ROMA, AGGREDITO IN METRO LO YOUTUBER CICALONE

“Sono profondamente sotto shock. Per fortuna non mi hanno toccata altrimenti, per la loro violenza, mi avrebbero massacrata”. A dirlo all’Adnkronos è Evelina, la videomaker che era con lo Youtuber Cicalone quando oggi pomeriggio, intorno alle18:45 nella stazione Ottaviano della metropolitana, l’uomo è stato aggredito da diverse persone:
“Erano sei o sette volti noti, rom o dell’est Europa, brutti ceffi e molto aggressivi, che poco prima avevano minacciato anche le guardie giurate”. Persone che Cicalone ed Evelina avevano “già incontrato, ci avevano minacciato verbalmente:
“sembravano essere più dei ‘capi’ che dei borseggiatori comuni. Di solito si appostano vicino alle macchinette per i biglietti, per rubare i bancomat ai turisti”.

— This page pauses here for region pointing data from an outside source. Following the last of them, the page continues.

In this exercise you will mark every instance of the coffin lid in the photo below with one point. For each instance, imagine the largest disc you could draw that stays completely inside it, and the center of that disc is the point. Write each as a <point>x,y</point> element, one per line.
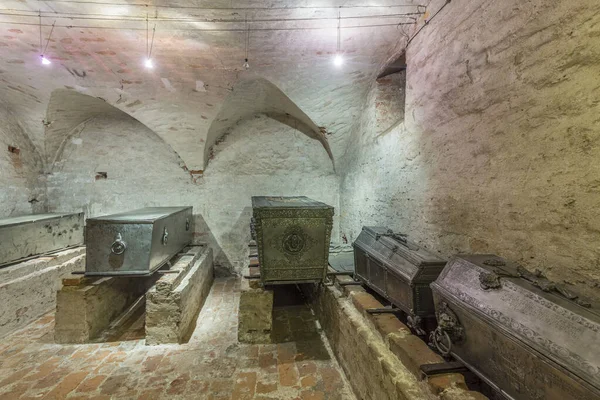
<point>403,256</point>
<point>286,202</point>
<point>146,215</point>
<point>28,219</point>
<point>557,328</point>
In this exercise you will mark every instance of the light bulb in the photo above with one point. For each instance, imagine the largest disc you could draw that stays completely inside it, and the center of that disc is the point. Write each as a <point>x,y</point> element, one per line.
<point>338,60</point>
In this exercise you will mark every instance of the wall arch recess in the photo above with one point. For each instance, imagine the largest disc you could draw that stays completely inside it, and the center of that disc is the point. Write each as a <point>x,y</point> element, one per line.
<point>67,113</point>
<point>260,96</point>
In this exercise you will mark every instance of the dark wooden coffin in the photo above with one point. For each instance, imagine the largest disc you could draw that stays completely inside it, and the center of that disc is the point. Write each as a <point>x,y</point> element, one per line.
<point>292,235</point>
<point>399,270</point>
<point>528,337</point>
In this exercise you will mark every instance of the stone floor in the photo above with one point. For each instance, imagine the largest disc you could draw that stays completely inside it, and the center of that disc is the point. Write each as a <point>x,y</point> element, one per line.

Secondo Evelina, “l’aggressione era mirata solo a colpire Simone: “prima si sono avvicinati in due, forse anche sotto l’effetto di stupefacenti, e ci hanno lanciato offese e accuse. Dopodiché, il più grosso dei due ha preso il cellulare e ha fatto una telefonata: neanche 5 secondi dopo i due si sono scagliati contro le guardie giurate, poi sempre quello più grosso ha sferrato un forte pugno alla nuca di Simone”.Dopo il pugno, “Cicalone è caduto, rigido e inerme, come fosse svenuto – racconta ancora la ragazza in lacrime – sferrandogli anche un paio di calci mentre era a terra. Simone si sarebbe potuto difendere utilizzando lo spray al peperoncino che ha sempre con lui: ma, conoscendolo, non lo avrebbe mai usato in un luogo chiuso”. Evelina ha comunque filmato tutto “con la telecamera che avevo in mano e anche con gli occhiali; e anche la camera a 360 gradi che aveva Simone in mano ha registrato l’aggressione”.